Beginning on July 16, 2022, a person feeling suicidal or struggling with depression or other crisis may call the Suicide Prevention Lifeline at 988. In addition, concerned friends, family, or caregivers may also call the Lifeline for advice and counseling. If the situation is life-threatening, 911 should be called immediately.

What should a person expect if they call 988?

After dialing 988, you will hear the following automated message:

“You have reached the National Suicide Prevention Lifeline, also servicing the Veterans service line. If you are in emotional distress or suicidal crisis or are concerned about someone who might be, we’re here to help.
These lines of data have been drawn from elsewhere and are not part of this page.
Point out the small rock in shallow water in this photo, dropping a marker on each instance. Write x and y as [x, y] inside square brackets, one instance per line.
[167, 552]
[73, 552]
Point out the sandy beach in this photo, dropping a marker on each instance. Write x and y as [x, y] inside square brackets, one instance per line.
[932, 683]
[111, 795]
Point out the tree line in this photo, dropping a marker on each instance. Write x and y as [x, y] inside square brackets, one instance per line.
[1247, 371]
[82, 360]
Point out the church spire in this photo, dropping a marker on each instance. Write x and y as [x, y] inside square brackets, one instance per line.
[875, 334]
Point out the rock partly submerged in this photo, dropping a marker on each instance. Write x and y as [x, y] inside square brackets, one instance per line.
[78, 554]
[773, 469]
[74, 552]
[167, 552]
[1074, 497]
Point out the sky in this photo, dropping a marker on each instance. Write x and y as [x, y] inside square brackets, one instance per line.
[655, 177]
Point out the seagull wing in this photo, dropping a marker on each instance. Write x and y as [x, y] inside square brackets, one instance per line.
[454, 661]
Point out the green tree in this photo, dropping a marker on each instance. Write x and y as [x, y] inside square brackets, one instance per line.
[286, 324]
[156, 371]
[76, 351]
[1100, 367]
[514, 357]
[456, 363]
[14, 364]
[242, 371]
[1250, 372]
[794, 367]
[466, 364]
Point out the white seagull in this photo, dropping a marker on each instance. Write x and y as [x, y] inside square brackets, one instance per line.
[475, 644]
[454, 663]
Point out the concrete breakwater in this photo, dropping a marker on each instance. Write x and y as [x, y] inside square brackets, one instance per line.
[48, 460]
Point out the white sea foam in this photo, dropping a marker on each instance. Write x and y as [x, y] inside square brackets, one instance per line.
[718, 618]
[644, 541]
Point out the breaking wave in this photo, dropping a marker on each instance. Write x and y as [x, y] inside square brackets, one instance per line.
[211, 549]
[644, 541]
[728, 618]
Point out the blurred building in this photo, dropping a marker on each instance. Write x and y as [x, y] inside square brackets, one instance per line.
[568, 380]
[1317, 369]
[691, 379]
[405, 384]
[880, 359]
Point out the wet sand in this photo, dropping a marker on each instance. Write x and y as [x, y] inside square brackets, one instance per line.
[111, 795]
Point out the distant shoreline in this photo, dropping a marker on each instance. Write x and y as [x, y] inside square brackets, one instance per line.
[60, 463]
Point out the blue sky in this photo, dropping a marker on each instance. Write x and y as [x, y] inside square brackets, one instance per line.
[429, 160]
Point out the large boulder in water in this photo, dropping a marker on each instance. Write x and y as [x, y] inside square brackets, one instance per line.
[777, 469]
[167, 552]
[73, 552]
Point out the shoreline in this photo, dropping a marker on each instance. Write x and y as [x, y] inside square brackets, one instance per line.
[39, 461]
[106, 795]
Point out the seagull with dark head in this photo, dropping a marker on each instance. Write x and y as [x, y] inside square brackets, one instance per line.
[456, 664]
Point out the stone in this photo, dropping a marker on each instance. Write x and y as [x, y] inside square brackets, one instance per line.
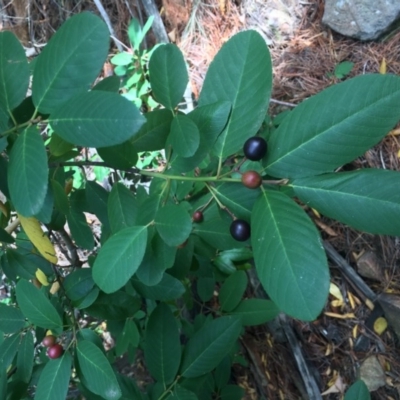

Please remain on the line while we route your call to the nearest crisis center in our network.”

Options will be offered for Spanish or other languages (over 150 languages are available) and a special line for veterans and active-service members. Most calls will then be routed to a call center that is situated as close to the caller’s location as possible. Routing the call to a local call center allows the counselor to offer suggestions for services that are available in the caller’s location. According to the Lifeline administrators, 85% of calls are connected with a counselor within 30 seconds of the recorded greetings, and 97% are connected within 75 seconds. Once connected, a trained counselor will listen, understand how the caller’s problems are affecting them, provide support, and connect the caller to resources if necessary.

There are four Lifeline call centers in Massachusetts. Since 2016, the call volume to Massachusetts call centers in has increased by 23%. In 2020, 55,601 calls were placed to Lifeline from Massachusetts.

Anyone can call 988 to get emotional support—whether they are thinking about suicide or not. There is no minimum age, and support is available 24 hours a day, 7 days a week, even on holidays. The Lifeline is available for non-English speakers and people who are deaf or hard of hearing (TTY 1-800-799-4889).